É imprescindível o combate à cultura do estupro

Enviada em 31/07/2020

No século XIX, o Romantismo transmitia uma conduta de submissão feminina que compactuava com os valores morais da época. Nos dias atuais, a escritora nigeriana Chimamanda Adichie alega que “o problema da questão de gênero é prescrever como devemos ser em vez de reconhecer como somos”, comprovando as raízes arcaicas da sociedade. Nesse sentido, a cultura de assédio no Brasil é fruto de reflexos históricos, e para garantir liberdade à mulher, intervenções são necessárias.

Primeiramente, uma das causas dos assédios é a visão machista sobre a conduta feminina. Mesmo que o Feminismo tenha assegurado maior autonomia política e social à mulher, o patriarcalismo ainda a subjuga pela sua vestimenta, direito de ir e vir e empoderamento. Desse modo, os ideias conservadores se sobrepõem à realidade.

Além disso, há hoje a banalização do assédio e as redes sociais tornaram-se uma ferramenta para tentar combatê-lo. Nas ruas, festas, trabalho e, até dentro da própria casa, as cantadas, puxadas no cabelo e as tentativas de reprimir a vítima à violência sexual são ações que se naturalizaram, já que acontecem cotidianamente na vida de muitas mulheres. Para engajar jovens e adultas contra a sensação de impunidade, campanhas virtuais como “Meu Primeiro Assédio”, “Me avisa quando chegar” e “Vamos juntas?” percorrem o Facebook e o Twitter a fim de denunciar as opressões vividas, trocar experiências e atrair atenção da mídia e das pessoas para conterem esse mal.

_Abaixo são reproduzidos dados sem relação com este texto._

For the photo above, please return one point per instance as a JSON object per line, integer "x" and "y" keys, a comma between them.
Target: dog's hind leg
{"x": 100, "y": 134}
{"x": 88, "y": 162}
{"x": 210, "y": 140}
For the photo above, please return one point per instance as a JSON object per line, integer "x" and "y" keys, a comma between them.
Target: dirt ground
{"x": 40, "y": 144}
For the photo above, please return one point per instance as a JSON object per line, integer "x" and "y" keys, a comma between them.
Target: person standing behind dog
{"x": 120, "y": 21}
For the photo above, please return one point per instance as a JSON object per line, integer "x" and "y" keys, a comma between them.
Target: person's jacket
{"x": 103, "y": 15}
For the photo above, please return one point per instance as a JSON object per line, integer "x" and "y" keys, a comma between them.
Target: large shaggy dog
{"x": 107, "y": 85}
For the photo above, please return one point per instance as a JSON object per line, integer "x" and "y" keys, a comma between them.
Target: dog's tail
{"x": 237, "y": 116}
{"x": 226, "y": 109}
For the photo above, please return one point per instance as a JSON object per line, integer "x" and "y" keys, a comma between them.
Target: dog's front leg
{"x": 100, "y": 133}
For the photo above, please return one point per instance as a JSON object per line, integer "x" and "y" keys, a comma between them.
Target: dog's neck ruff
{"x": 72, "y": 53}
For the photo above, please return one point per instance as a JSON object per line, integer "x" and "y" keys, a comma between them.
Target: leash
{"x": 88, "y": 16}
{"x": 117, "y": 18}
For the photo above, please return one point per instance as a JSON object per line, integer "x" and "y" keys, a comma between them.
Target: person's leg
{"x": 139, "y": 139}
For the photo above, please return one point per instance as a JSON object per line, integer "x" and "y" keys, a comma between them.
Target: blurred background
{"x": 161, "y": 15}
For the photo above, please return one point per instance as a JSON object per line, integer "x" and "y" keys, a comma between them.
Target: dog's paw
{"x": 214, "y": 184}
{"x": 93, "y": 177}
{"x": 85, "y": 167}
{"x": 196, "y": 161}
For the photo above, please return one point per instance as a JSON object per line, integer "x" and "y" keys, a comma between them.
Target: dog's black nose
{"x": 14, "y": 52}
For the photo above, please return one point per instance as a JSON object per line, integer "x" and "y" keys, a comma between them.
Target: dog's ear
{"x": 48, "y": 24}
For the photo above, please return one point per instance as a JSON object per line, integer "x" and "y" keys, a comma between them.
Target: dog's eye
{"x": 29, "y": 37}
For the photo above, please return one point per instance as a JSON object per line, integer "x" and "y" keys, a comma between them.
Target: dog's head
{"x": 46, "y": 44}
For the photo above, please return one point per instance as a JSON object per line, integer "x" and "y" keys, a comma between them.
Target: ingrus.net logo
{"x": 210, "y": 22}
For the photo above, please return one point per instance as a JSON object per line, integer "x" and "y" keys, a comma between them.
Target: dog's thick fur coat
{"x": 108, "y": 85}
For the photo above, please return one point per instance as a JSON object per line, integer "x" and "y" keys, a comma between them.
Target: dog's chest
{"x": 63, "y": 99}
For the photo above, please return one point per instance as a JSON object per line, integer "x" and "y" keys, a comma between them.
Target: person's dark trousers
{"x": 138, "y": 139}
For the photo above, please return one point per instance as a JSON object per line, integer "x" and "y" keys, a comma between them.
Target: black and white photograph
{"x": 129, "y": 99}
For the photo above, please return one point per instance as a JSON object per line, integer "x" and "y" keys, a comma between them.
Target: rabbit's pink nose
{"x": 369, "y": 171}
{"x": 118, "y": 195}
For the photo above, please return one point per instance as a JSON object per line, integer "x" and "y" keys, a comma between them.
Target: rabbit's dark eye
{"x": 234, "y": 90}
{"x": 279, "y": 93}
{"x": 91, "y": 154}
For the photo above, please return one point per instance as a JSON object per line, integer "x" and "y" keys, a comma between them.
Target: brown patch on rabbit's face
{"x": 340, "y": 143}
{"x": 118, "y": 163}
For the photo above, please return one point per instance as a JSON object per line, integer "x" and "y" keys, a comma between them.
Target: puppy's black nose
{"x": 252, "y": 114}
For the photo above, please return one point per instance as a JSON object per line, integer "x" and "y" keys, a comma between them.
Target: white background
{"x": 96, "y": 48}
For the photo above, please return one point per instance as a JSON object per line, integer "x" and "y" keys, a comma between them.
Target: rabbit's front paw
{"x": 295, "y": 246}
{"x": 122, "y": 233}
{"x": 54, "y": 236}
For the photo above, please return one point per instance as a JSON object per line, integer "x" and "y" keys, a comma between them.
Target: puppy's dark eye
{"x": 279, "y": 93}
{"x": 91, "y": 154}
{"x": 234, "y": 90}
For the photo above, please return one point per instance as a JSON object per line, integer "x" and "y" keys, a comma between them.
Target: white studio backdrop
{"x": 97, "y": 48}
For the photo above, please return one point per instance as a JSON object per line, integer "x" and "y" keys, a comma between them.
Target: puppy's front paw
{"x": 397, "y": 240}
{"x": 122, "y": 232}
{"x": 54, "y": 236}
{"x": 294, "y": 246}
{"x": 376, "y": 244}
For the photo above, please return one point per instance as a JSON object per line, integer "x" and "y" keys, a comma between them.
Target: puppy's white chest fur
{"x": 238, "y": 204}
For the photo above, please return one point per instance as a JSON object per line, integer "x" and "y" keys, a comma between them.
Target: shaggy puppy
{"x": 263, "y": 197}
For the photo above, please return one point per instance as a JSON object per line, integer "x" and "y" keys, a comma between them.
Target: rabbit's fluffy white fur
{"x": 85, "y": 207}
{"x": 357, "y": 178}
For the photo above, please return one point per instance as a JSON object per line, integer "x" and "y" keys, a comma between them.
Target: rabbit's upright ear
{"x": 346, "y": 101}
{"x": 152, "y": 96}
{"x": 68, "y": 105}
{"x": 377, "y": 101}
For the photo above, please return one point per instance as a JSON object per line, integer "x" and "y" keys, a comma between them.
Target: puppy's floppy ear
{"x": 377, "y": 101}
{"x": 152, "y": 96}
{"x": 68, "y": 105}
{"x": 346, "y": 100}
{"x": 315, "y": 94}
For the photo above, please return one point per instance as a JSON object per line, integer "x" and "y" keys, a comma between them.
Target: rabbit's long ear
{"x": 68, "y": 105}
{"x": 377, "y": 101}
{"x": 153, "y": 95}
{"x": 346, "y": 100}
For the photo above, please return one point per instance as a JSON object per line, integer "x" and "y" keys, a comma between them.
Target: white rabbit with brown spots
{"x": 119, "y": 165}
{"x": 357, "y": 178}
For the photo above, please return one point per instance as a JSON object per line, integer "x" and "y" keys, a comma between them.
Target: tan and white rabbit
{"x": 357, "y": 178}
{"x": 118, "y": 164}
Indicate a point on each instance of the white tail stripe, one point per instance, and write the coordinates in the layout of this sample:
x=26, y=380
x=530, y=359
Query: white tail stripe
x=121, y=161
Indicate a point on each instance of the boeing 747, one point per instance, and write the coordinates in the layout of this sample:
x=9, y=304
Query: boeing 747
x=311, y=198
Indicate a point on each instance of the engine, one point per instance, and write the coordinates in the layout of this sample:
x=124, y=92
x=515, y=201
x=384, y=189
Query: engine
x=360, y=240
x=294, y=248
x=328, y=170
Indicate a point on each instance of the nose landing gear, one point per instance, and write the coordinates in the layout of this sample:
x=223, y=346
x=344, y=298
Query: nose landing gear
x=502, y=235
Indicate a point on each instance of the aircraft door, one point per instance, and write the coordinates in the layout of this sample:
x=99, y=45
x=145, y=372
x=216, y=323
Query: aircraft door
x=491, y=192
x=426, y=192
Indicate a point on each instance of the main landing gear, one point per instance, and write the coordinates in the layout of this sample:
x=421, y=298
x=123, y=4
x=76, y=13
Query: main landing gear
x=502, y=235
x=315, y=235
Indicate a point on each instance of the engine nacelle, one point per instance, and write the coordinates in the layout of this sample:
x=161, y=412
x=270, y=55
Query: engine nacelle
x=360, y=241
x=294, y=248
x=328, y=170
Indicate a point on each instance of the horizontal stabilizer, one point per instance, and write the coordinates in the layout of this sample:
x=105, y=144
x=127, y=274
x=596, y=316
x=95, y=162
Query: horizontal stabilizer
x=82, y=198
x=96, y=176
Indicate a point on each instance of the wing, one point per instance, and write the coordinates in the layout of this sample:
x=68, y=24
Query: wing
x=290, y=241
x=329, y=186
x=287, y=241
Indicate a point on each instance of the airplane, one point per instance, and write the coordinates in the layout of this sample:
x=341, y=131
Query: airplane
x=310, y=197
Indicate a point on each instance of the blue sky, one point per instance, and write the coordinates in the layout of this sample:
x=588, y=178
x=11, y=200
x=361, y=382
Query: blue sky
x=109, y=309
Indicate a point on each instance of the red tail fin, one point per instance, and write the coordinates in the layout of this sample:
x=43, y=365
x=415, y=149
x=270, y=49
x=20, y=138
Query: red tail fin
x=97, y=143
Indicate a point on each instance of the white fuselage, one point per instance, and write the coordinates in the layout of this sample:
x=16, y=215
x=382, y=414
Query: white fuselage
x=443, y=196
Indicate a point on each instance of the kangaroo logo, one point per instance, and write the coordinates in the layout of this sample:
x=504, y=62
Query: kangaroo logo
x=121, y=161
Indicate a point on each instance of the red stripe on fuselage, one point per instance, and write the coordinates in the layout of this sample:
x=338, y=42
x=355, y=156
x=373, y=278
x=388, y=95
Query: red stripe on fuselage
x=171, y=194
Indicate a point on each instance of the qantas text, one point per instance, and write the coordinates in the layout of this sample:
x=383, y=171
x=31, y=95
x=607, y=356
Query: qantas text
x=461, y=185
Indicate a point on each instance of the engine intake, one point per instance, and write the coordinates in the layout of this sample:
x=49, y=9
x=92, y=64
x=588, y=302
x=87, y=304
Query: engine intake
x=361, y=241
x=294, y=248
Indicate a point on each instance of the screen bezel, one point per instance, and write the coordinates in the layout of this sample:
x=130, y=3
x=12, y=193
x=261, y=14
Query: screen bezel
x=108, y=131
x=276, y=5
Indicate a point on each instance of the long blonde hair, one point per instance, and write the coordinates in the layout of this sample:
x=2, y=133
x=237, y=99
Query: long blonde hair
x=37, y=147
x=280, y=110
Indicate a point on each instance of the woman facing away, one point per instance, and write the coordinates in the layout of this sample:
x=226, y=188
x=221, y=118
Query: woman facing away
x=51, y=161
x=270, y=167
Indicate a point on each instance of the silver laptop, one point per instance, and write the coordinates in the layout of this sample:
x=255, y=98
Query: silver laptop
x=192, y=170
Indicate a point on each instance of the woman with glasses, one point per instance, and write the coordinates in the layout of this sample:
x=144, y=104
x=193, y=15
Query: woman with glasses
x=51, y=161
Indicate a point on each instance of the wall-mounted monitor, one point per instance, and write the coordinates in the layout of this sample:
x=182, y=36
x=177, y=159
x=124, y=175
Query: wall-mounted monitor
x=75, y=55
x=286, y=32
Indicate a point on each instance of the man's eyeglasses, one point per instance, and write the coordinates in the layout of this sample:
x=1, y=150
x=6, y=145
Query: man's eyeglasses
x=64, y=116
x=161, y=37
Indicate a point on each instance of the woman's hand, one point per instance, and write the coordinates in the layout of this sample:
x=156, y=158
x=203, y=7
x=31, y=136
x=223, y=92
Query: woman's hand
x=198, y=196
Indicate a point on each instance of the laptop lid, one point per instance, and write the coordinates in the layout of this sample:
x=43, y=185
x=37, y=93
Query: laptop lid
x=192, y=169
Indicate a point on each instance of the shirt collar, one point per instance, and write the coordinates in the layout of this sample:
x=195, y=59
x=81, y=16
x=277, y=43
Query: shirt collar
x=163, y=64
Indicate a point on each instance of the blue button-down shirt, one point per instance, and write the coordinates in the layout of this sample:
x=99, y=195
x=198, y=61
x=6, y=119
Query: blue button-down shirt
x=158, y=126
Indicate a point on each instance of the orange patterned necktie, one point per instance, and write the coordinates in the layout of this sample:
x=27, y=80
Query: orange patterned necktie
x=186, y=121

A fim de alterar o olhar machista, debates e aulas de conscientização às crianças nas escolas fomentarão o respeito aos direitos da mulher. Ademais, os meios de comunicação, com impacto apelativo, devem transmitir noticiários sobre a equidade de gêneros e problematizar a banalização do abuso, induzindo a reflexão e mudança na conduta dos indivíduos. O Governo, ainda, sendo mais punitivo nas leis contra essa situação, dessa forma garantirá o reconhecimento da liberdade feminina, como anseia Chimamanda.